One response to climate despair is “deepening our connection to nature, and savoring it. The more we invest and connect, the more energy we’ll have to respond.”

Clients arrive in Forsythe’s office with varying concerns, “but (eco-grief) comes up for nearly everyone,” she said. “Concerns about weather, droughts and floods can be tucked into worries like affordability and relationship strain.”

Forsythe’s aim is to help people name their thoughts and feelings. “Saying it out loud can help us feel less constricted,” she said. “But it looks different for different people: one person might want to process how to sustain climate organizing work, while another might want to address the frustration that can arise within families when people don’t agree, and especially how to navigate that at holidays.”

For some, there’s the question of whether to have children, or how to support and protect children they already have.

“It’s important to acknowledge that climate crises impact marginalized people the most,” said Forsythe. “We’re all on this planet, but farmers, for instance, are among the first and most heavily impacted. Suicide rates among farmers have gone way up.” She also cited increasing patterns of climate migrations.

“We need to examine what leads people to leave their home countries?” she said, adding, “The most significantly impacted regions are generally not the source of problems. We’re all impacted, but some more than others.”

Unfortunately, some words have become dog whistles in some circles. For that reason, activists and therapists are starting to use terms like “dangerous weather” instead of “climate change.”

Forsythe said that anyone who’s paying attention will notice that the planet is undergoing changing weather patterns. “It’s a common response to push against challenging ideas,” she said, “especially when we’re not personally impacted … yet.”

And it’s a misconception to regard New England as safer than other places: “We live in one of the fastest warming places on the planet. Ocean temperatures are shifting, warming our coast. In that regard, we’re second only to the Alaskan Arctic.”

Many regions are now affected: “We hear about summer camps needing to change their programming due to heat and smoke,” said Forsythe. Another challenge is that humanity is experiencing polycrisis, meaning many crises all at once. “This can make it hard to talk about.”

One good strategy, said Forsythe, is to “be aware of  the onslaught of crises in our pockets (meaning, cell phones). Be an intentional news consumer. Ask yourself: where do I get my news, for how long, what can I do after listening to the news? Know how to toggle in and out, because it’s easy to become numb.” 

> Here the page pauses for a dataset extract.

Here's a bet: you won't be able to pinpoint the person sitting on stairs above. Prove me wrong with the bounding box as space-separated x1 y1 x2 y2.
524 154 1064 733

As a licensed therapist for more than 10 years, Forsythe has worked in university counseling centers as well as in private practice. She currently serves as the chair of climate cafe programs for the Climate Psychology Alliance of North America, and encourages those who are interested in more information to check out https://www.climatepsychology.us/101

Forsythe mentioned “meaning-making” as a path to healing. “It’s good to notice the moment we’re in and the time we have. We can hold our concerns alongside the need to make dinner, have time with our kids, and walk in the woods. We need to integrate, to shift what we imagine for the future. What we considered normal — especially those of us with privilege and stability — is now shifting to uncertainty and grief because the future we envisioned may not be possible.”

Some may feel intense anger toward financial institutions and corporations for being part of the problem, but each person must find their way.

“Can we opt out of the system we’re in? There’s moral injury in knowing we’re partaking in a system that’s not good for people or the planet,” said Forsythe. “But there are always things we can do, like sustaining local communities, carpooling and other approaches. And for me, it always comes back to getting outside.”

That goes a long way toward feeling, healing and giving us the courage to take action.